The puzzle is based around a 3x3 grid of translucent panels, each panel being illuminated from below with red and blue LEDs. The bank of panels is mounted on a central spring-loaded pivot that can both slide a short distance in each of the four cardinal directions, as well as rotate or yaw slightly around the pivot. Each Slide and Twist maneuver triggers a change in the game's state.

The CPU selects a random pattern of lights as the goal state, then it selects another random pattern of lights as the starting state. The latter pattern visibly illuminates the panels. The goal pattern can be viewed at will by holding a button on the side of the device. Reaching the goal states scores a point, and the CPU generates a new puzzle.

A Slide maneuver will shift all rows or columns one space in the direction of the push. Rows or columns that are shifted off the visible play area "wrap around" to the opposite side. A Twist maneuver's effect varies based on the difficulty setting.

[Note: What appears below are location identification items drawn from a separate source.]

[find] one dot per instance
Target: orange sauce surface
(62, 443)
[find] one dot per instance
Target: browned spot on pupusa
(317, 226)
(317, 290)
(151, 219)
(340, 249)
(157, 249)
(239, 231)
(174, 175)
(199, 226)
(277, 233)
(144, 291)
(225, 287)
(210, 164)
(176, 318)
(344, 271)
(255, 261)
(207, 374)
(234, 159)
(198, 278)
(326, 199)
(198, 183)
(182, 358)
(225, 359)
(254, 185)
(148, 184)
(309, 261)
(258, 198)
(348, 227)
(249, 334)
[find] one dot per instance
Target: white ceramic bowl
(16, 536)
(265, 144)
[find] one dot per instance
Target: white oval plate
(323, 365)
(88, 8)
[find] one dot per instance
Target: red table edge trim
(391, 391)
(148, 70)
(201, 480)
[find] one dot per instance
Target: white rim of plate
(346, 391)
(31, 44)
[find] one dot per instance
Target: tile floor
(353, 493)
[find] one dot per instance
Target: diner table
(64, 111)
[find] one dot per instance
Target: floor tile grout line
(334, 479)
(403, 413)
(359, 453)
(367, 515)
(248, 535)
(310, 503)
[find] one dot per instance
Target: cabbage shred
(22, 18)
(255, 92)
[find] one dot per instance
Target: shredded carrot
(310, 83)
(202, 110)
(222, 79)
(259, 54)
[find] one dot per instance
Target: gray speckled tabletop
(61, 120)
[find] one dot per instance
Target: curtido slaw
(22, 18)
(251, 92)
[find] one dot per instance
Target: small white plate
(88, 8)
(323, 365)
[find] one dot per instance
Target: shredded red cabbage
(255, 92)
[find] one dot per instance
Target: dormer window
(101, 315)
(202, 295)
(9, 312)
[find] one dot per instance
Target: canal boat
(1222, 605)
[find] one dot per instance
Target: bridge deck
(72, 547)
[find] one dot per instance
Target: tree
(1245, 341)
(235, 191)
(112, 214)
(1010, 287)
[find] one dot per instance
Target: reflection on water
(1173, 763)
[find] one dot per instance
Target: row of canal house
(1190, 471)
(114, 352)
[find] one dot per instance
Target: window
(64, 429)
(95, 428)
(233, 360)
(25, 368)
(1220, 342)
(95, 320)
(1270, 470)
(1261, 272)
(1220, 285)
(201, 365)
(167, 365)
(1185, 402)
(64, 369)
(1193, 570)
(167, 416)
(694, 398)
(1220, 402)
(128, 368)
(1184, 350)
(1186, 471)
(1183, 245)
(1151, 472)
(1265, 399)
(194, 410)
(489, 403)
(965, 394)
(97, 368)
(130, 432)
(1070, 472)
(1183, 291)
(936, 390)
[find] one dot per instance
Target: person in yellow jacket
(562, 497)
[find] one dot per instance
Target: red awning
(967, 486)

The game has three difficulty settings:

===Easy Difficulty===

- Lights can be in one of two states: on or off.
- Lights that are on are all blue or all red i.e. only one colour is used in each puzzle.
- Twists shift the lights 90 degrees clockwise or counterclockwise, akin to the outcome of twisting one face of a traditional Rubik's Cube.

===Medium Difficulty===

- Lights can be in one of two states: on or off.
- Lights that are on are all blue or all red i.e. only one colour is used in each puzzle.
- Twists shift the lights 45 degrees clockwise or counterclockwise. The top left light moves to the top center position, the top center light moves to the top right position, the top right light moves to the right side position, and so on.

===Hard Difficulty===

- Lights can be in one of three states: off, red, or blue.
- Twists shift the lights 45 degrees clockwise or counterclockwise, as in medium difficulty.

==Criticism and reviews==
Gizmodo praised the device for having a pleasing tactile quality and encouraging repeated play. Tech Crunch suggested it was fun and addictive.